Evite enfatizar uma certa característica de sua criação em detrimento da exatidão total. Embora muitos criadores tentem enfatizar a excelência do cão como um todo, faz parte da natureza humana extrair certas características. De fato, a importância que damos a um traço em particular em nossos cães pode ser parte de como expressamos nosso estilo de criação. Um criador pode ser maníaco por dianteiras e outro por traseiras. O perigo aqui é que focando em apenas uma característica, podemos nos tornar cegos para outras falhas que possam surgir na criação.

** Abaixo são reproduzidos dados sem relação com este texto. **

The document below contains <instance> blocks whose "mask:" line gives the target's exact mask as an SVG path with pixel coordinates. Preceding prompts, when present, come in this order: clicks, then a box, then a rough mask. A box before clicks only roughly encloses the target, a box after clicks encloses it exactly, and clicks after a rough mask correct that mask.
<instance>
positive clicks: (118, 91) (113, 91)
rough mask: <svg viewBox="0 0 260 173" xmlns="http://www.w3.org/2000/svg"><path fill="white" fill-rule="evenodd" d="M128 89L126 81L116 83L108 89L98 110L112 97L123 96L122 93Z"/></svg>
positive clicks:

Para avaliar o seu nível de “Cegueira dos Canis”, peça a algum criador que você respeita para avaliar seus cães. Algumas das melhores pessoas para se fazer tal pedido são juízes ou criadores reconhecidos (que não façam parte do seu círculo de amizades), que tenham produzido bons cães e que não possuam “Cegueira dos Canis”, explicando para que critiquem honestamente as virtudes e os defeitos de seus cães. Peça para que mais de uma pessoa qualificada faça isso e compare as avaliações deles com a sua própria avaliação.

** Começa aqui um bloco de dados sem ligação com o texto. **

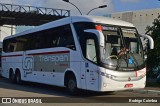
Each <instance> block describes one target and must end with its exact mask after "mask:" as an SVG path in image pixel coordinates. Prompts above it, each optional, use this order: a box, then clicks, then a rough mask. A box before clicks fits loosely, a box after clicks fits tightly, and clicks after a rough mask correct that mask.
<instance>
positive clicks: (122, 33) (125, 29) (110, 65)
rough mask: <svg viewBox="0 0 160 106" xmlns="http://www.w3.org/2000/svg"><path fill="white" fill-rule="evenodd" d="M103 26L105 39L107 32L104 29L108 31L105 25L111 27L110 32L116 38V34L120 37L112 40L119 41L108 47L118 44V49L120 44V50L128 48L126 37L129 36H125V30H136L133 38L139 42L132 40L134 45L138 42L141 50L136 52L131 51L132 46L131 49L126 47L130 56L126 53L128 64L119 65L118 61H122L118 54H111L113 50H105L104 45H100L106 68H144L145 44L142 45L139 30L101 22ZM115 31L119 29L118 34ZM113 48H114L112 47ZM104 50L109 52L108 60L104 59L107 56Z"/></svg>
mask: <svg viewBox="0 0 160 106" xmlns="http://www.w3.org/2000/svg"><path fill="white" fill-rule="evenodd" d="M101 26H102V32H103V35H104V38H105V39H106V37H105V36H106V34H105V33H104V31H105V30H106V31H107V28H104V27H108V29H110V31H111V32H112V33H110V35H111V36H113V37H115V38H116V36H117V37H119V38H118V40H115V39H114V41H112V42H118V43H117V44H115V45H112V46H111V47H108V48H112V47H114V46H115V47H116V46H117V49H118V46H119V51H121V49H123V48H127V44H126V41H125V38H127V37H125V35H124V31H123V30H130V31H134V32H135V38H134V36H132V37H133V39H132V40H133V41H134V40H137V42H132V45H133V44H134V43H135V44H134V45H136V43H137V45H138V46H137V51H138V52H139V53H137V54H135V53H131V50H132V49H131V48H130V49H126V52H128V53H126V54H129V55H128V57H127V55H126V58H127V59H126V61H125V62H126V66H118V65H119V63H118V62H119V61H120V59H119V56H117V55H115V54H114V55H112V56H110V55H109V53H111V52H110V51H111V50H110V51H109V49H107V50H104V49H102V48H103V47H102V46H100V52H101V53H100V54H101V62H102V64H103V66H105V67H106V68H109V69H113V70H119V71H124V70H125V71H132V70H133V71H134V70H139V69H142V68H144V66H145V62H144V53H143V46H142V43H141V40H140V37H139V34H138V31H137V30H136V28H135V27H122V26H112V25H102V24H101ZM108 31H109V30H108ZM115 31H117V35H116V34H115V33H113V32H115ZM110 38H112V37H110ZM130 39H131V38H130ZM111 40H113V39H111ZM105 42H106V40H105ZM105 46H106V45H105ZM105 48H106V47H105ZM112 50H113V48H112ZM104 52H106V53H108V57H109V59H108V60H107V59H105V60H106V61H104V58H106V57H105V56H104V55H103V54H104ZM117 54H118V52H117ZM106 55H107V54H106ZM130 58H131V59H130ZM137 58H138V59H137ZM129 59H130V60H129ZM109 60H111V61H112V62H111V61H109ZM137 60H138V61H137ZM121 61H122V60H121ZM128 61H132V65H131V64H129V62H128ZM122 64H123V62H122Z"/></svg>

Esteja preparado a fazer mudanças, mesmo que isso signifique eliminar ou adicionar novos cães em sua criação. Tão difícil quanto é admitir que não alcançamos o êxito, o entendimento de que nossos cães não estão atingindo nossas expectativas, pode ser o primeiro passo na concepção de um plano para se obter o que realmente desejamos.